I love all the analogies in this story. Our lives can be shaken, blown around and stripped to the point that we are crawling around in dust and ashes, crying out for a hope. That hope is smack dab in front, calling for a step of faith and arms wide open, ready and yearning to give a hug that will last a lifetime.
In the Lord there is HOPE, mercy, forgiveness. The scriptures even say that we can be pressed but not crushed, persecuted yet not abandoned,and struck down, but not destroyed through Christ Jesus.
Rough winds will come, rain will come, thunder and lightening will come, but there will always be that one constant LOVE watching over us.
On our last day, we traveled to a bridge that was supposed to take us over to Biloxi.
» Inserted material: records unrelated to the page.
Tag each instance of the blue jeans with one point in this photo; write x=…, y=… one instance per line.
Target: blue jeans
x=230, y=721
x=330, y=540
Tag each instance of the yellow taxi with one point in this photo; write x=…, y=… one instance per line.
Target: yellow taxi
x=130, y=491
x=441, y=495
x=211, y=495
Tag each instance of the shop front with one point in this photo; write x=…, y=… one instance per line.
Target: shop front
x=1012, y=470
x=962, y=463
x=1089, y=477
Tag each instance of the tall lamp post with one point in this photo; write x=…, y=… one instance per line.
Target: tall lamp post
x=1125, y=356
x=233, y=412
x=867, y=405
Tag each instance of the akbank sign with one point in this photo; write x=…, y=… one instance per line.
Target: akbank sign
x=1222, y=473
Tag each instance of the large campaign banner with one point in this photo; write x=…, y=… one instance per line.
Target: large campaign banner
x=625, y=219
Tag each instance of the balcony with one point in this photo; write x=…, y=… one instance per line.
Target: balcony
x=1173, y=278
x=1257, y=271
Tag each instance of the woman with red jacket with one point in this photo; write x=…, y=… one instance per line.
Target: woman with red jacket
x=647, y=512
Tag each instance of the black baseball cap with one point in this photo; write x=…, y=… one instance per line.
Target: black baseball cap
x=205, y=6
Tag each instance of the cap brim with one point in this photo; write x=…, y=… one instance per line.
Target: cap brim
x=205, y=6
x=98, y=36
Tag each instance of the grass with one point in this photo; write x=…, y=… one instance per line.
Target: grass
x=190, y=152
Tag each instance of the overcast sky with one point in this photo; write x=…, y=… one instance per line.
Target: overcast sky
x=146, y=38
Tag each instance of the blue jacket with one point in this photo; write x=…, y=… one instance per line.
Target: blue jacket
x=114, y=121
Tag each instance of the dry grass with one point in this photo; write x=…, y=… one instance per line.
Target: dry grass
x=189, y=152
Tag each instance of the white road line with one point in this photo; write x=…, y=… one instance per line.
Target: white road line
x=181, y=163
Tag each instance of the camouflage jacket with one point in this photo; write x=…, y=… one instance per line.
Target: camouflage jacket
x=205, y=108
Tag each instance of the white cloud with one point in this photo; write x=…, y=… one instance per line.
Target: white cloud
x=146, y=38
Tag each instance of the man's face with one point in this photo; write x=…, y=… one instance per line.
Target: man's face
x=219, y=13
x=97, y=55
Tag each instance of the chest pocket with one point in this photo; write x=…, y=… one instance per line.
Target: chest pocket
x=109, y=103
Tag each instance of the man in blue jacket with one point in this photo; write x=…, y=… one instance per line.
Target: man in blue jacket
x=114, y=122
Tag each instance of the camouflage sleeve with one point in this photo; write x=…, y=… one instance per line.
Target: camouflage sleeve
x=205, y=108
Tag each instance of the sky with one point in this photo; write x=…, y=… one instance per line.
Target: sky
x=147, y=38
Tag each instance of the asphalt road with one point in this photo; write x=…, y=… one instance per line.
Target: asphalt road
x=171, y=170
It was destroyed. We got out and walked around the coast area and just stood in awe of how a storm so strong could rip 3 feet of concrete from a steel skeleton of a bridge. In the sand close to the bridge, littered with random debris and tire tracks Amber and I drew a message that will outlast any storm and flood and any pain. Hope. Hope in Jesus Christ.
Through Him and Him only will we understand what Hope truly means.
"Blessed be the God and Father of our Lord Jesus Christ, who according to His abundant mercy has begotten us again to a living hope through the resurrection of Jesus Christ from the dead to an inheritance incorruptible and undefiled and that does not fade away, reserved in heaven for you, who are kept by the power of God through faith for salvation ready to be revealed in the last time." 1 Peter 1:3-5
1 comment:
I cannot imagine the devastation in the gulf, but I do know people whose lives have been shattered by one thing or another, and only the hope of wholeness in Christ can begin to put things back together. Thank God we have Jesus to bring us out of the pit. I am reminded by your post of my favorite quote from Corrie Ten Boom, which I believe I have shared with you: "There is no pit so deep that God is not deeper still."